La commune rurale d’Ankilizato à Ampanihy Ouest est vidée de ses habitants faute d’infrastructures publiques.

La commune rurale d’Ankilizato se trouve à une soixantaine de kilomètres du chef-lieu du district d’Ampanihy.   Isolée, elle ne dispose d’aucune salle de classe, ni pour l’enseignement primaire, ni pour le secondaire. « Nous sommes contraints de demander des salles où nous pouvons enseigner. Nous utilisons soit la salle du bureau du fokontany d’Ankilizato, soit l’église, soit sous les tamariniers alors que nous assurons quelques cent-cinquante élèves du secondaire, de la sixième jusqu’en troisième, par exemple », explique le directeur du CEG, Robert Sambihay.
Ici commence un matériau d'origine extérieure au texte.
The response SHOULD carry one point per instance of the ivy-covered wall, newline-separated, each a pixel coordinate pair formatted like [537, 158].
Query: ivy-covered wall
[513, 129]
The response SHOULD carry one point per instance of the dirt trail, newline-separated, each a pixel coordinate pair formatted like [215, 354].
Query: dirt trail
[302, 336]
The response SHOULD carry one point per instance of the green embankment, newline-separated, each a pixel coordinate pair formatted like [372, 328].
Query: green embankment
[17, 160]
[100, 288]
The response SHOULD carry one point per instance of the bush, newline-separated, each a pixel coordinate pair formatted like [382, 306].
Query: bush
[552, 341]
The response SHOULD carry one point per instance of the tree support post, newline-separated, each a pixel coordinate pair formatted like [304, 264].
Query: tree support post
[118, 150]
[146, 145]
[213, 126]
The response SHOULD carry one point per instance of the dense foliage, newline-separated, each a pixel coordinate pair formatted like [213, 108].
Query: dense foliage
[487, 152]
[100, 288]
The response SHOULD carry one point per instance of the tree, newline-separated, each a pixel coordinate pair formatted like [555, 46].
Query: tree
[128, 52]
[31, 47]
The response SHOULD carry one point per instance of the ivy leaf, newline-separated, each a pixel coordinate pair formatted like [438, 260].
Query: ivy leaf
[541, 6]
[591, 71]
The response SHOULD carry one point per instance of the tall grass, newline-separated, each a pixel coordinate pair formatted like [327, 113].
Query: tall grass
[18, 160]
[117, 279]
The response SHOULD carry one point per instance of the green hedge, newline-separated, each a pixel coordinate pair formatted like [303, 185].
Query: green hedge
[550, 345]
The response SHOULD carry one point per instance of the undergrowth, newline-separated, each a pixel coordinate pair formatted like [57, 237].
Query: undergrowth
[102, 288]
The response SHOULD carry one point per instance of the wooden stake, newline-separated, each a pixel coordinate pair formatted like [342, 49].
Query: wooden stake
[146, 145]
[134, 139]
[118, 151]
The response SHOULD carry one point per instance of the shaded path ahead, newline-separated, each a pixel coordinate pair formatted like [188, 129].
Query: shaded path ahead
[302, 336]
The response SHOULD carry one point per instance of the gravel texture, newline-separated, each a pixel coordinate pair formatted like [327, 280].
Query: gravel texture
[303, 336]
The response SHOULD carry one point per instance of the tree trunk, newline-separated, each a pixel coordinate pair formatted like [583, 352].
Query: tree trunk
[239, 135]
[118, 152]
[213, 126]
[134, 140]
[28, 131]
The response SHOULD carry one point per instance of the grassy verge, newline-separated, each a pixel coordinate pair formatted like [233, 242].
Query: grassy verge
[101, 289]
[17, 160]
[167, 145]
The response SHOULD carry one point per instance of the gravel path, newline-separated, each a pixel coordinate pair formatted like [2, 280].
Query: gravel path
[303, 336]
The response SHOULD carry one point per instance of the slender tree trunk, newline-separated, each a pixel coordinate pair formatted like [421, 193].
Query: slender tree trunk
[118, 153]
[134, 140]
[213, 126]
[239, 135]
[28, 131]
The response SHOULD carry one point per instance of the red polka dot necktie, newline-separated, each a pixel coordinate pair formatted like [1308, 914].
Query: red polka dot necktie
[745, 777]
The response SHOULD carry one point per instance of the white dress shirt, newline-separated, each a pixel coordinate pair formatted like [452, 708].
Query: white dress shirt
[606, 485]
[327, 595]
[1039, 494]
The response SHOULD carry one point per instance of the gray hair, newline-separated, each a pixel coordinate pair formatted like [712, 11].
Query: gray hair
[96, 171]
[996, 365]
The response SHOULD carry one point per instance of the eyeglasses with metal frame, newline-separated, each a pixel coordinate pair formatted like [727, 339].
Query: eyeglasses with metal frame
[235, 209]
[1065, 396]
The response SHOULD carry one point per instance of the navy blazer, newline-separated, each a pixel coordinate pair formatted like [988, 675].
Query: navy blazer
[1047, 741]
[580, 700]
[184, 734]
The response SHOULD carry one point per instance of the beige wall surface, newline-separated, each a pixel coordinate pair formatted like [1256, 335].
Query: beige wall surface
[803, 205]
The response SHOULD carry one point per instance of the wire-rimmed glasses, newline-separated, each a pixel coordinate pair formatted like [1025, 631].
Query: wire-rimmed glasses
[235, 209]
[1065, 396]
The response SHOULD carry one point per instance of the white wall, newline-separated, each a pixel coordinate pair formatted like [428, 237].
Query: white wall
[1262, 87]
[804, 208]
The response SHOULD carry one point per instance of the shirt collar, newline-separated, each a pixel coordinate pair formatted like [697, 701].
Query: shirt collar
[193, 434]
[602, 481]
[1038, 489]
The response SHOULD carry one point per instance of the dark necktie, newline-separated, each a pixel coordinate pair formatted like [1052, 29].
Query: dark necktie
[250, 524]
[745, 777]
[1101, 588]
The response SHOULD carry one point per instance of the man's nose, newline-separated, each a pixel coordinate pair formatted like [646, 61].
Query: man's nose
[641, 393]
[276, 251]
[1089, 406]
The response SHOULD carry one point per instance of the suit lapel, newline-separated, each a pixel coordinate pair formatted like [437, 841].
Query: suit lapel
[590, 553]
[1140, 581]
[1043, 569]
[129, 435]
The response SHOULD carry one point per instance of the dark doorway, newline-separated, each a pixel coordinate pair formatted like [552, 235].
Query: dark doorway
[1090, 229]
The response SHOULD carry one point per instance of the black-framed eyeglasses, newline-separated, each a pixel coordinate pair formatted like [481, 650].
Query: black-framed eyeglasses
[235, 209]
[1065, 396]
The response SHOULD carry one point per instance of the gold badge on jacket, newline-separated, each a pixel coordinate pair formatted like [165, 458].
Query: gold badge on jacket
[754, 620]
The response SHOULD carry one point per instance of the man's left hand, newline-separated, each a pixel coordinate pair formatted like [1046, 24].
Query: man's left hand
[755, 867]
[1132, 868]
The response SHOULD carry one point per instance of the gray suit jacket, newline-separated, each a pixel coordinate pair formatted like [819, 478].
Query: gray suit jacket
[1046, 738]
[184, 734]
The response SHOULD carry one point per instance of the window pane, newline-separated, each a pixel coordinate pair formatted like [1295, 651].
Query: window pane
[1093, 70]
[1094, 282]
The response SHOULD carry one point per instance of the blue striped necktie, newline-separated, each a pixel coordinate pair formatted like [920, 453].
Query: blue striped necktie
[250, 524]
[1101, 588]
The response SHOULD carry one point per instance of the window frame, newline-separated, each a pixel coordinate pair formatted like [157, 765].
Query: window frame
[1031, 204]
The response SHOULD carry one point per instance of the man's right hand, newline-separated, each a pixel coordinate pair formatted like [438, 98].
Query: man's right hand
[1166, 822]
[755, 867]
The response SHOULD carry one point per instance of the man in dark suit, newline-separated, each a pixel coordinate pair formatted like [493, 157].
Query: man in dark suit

Avec ses dix enseignants, il organise tant bien que mal les cours et répartit les élèves selon les espaces disponibles.

Le bureau communal d’Ankilizato, un bâtiment en dur, existe bel et bien mais il est vide. « Le maire élu à Ankilizato habite au fokontany de Sakamasay, situé à une dizaine de kilomètres du chef-lieu de la commune. Il y a transféré toutes les infrastructures publiques », expliquent les enseignants du CEG d’Ankilizato.  La commune ne dispose d’aucune borne-fontaine, obligeant les habitants à puiser l’eau dans des puits de fortune. Un petit marché existe, mais il n’accueille que huit commerçants vendant des mangues, du manioc sec et quelques produits d’épicerie comme le sucre, l’huile et le savon.

En revanche, le fokontany de Sakamasay est mieux équipé : bornes-fontaines avec système gravitaire installées par des partenaires onusiens, écoles, un autre bureau communal et un marché conforme aux normes. Le maire y est installé depuis 2019 et a été récemment réélu.